In fact, Ukraine is not at all inferior in this respect, say, to Greece. And I decided to make a pilgrimage to places connected with the history of Christianity of which there are quite a few in the Crimea. Christianity came to the Crimea, the southern tip of which was once part of the Roman and later of the Byzantine Empire, much earlier than to Kyiv and consequently there are a lot of places a Christian may wish to visit on a pilgrimage of his own.
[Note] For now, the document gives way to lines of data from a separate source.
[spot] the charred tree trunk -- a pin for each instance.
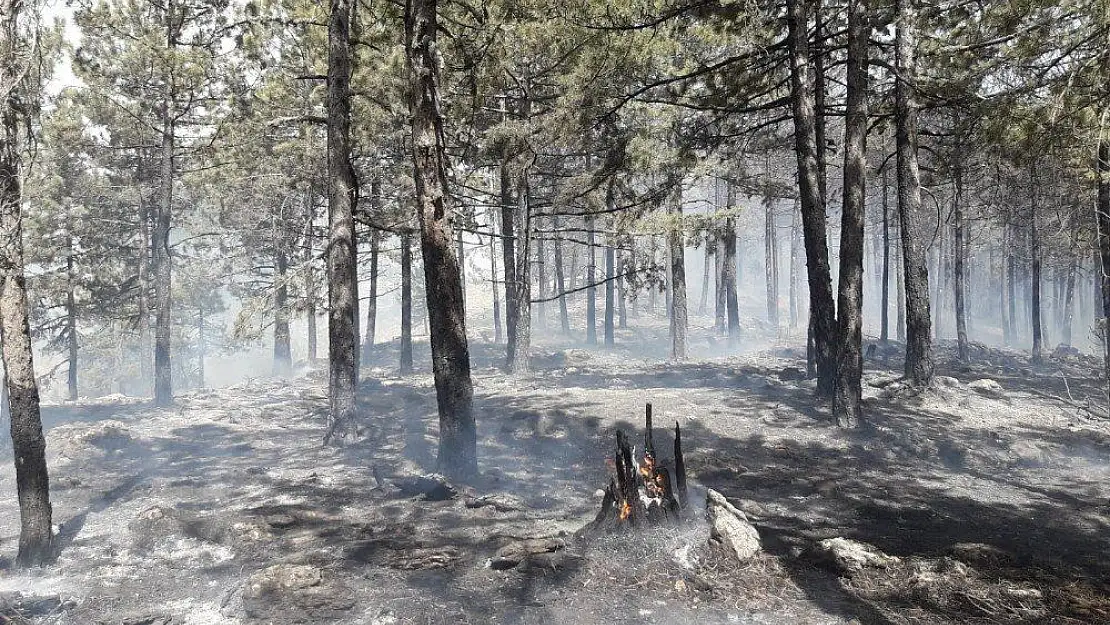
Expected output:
(919, 363)
(145, 346)
(451, 360)
(677, 273)
(885, 333)
(720, 281)
(371, 332)
(848, 392)
(1069, 290)
(564, 318)
(728, 276)
(1102, 215)
(71, 338)
(821, 308)
(794, 271)
(959, 249)
(283, 354)
(770, 262)
(342, 280)
(310, 274)
(508, 255)
(163, 299)
(493, 279)
(1035, 284)
(520, 355)
(32, 484)
(591, 282)
(406, 303)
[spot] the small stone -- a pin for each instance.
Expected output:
(847, 556)
(988, 387)
(730, 527)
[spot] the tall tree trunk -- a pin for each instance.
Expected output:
(406, 303)
(564, 318)
(201, 346)
(145, 346)
(885, 334)
(622, 295)
(726, 266)
(703, 305)
(375, 251)
(959, 249)
(520, 356)
(163, 379)
(770, 261)
(32, 483)
(611, 294)
(677, 256)
(342, 278)
(794, 270)
(283, 354)
(1102, 217)
(1035, 284)
(848, 392)
(821, 308)
(591, 282)
(493, 276)
(508, 258)
(541, 281)
(451, 360)
(728, 278)
(71, 338)
(1011, 274)
(919, 364)
(1069, 290)
(310, 273)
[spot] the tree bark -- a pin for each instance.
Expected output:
(848, 391)
(919, 364)
(1035, 284)
(310, 274)
(821, 308)
(406, 303)
(959, 249)
(770, 262)
(32, 483)
(591, 281)
(451, 360)
(520, 355)
(283, 354)
(145, 350)
(342, 278)
(561, 281)
(508, 258)
(677, 253)
(1102, 215)
(885, 333)
(371, 332)
(71, 338)
(493, 278)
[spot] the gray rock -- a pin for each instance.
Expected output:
(847, 557)
(545, 552)
(730, 527)
(988, 387)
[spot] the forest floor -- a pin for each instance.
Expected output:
(226, 510)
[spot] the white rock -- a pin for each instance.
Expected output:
(730, 526)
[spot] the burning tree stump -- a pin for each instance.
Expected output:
(642, 491)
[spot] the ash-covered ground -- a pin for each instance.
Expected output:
(991, 501)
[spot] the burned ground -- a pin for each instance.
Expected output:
(226, 508)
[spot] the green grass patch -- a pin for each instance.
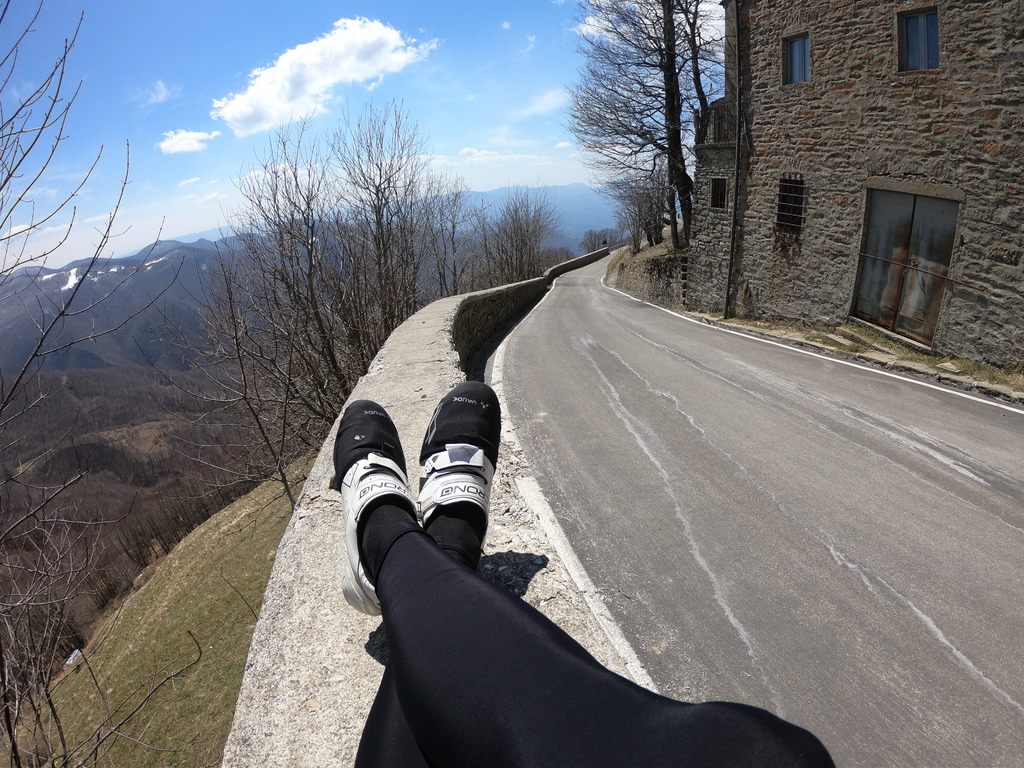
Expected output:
(199, 608)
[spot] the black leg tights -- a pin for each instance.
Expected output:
(477, 677)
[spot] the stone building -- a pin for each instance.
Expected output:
(881, 165)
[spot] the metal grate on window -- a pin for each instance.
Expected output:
(792, 199)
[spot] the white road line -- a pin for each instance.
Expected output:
(859, 367)
(535, 500)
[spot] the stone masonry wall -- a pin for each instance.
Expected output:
(956, 131)
(710, 239)
(659, 280)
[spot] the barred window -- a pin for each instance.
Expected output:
(719, 188)
(792, 199)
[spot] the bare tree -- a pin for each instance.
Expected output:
(341, 239)
(514, 237)
(597, 239)
(47, 551)
(646, 61)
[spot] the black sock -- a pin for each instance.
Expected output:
(459, 529)
(379, 528)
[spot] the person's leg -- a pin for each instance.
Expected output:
(387, 740)
(481, 678)
(484, 679)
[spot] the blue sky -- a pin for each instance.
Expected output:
(196, 87)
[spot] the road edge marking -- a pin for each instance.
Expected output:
(819, 355)
(531, 494)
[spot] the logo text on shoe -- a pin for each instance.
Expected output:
(381, 485)
(467, 489)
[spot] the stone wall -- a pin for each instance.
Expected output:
(710, 237)
(660, 280)
(859, 123)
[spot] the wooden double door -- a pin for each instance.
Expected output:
(908, 243)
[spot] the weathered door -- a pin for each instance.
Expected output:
(902, 276)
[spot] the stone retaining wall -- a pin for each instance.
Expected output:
(314, 664)
(660, 280)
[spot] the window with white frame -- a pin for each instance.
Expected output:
(919, 40)
(797, 59)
I did not want to go alone and invited several of my friends and members of my congregation to join. We did not walk all the way - we took a train to get to the Crimea. Probably I am not a hardcore orthodox in my views and I think it is quite acceptable in the present day world to use all the means of transportation available to get to the central place of your pilgrimage. I do not mind it at all when pilgrims travel to Jerusalem by plane or to the Pochayiv Monastery in Ukraine by bus. So we took a train to the Crimea but once there we made it a point to walk all the reasonable distances. The Crimea in late spring and throughout summer and in early fall is an excitingly beautiful place, though a little too hot at times. And if you camp out of doors then mosquitoes can be a nuisance at certain periods of time and at a close proximity to the sea. But we were determined to make our trip as cheap as possible and our determination, combined with a wish to get a spiritual uplift from visiting Christian places in the Crimea, made it quite easy for us to disregard all the little inconveniences that we had to encounter on our journey.

A Bit of History

Before I begin the story of my pilgrimage some readers may find a few facts of history useful. Ancient Ukrainian chronicles say that the first to bring the glad news of Christianity to the Crimea was St. Andrew, one of the Apostles of Jesus Christ. It must have happened sometime in the midlst century AD. At the end of the same century St. Clement, the first of the Apostolic Fathers, Bishop (Pope) of Rome, disciple of St. Paul and St. Peter, was exiled for preaching Christianity to the Crimea. There he died a death of a martyr for preaching the word of Christ to the local population. A curious but little-known fact: it was in the Crimea that the oldest known representation of the Christian cross was found. At the first Ecumenical Council there were already as many as four Crimean bishops attending! Christianity was the religion of a Greco-Gothic state (with a romantic name of Feodoro) that existed in the Crimea for over a thousand years and fell to the Turks twenty five years later than Constantinople itself. In the 8th century the Crimean Christians supported the Byzantine monks in their struggle against the Iconoclastic movement in Byzantium. Most of the cave monasteries in the Crimea date back to that time when the local monks, fleeing from the persecution of the authorities, established new monasteries in remote places in the mountains where they could freely worship their icons. St. Volodymyr himself, the Kyiv Prince who brought Christianity to Ukraine, was baptized in the town of Korsun-
Chersonesus, and later invited local priests and craftsmen to come to Kyiv.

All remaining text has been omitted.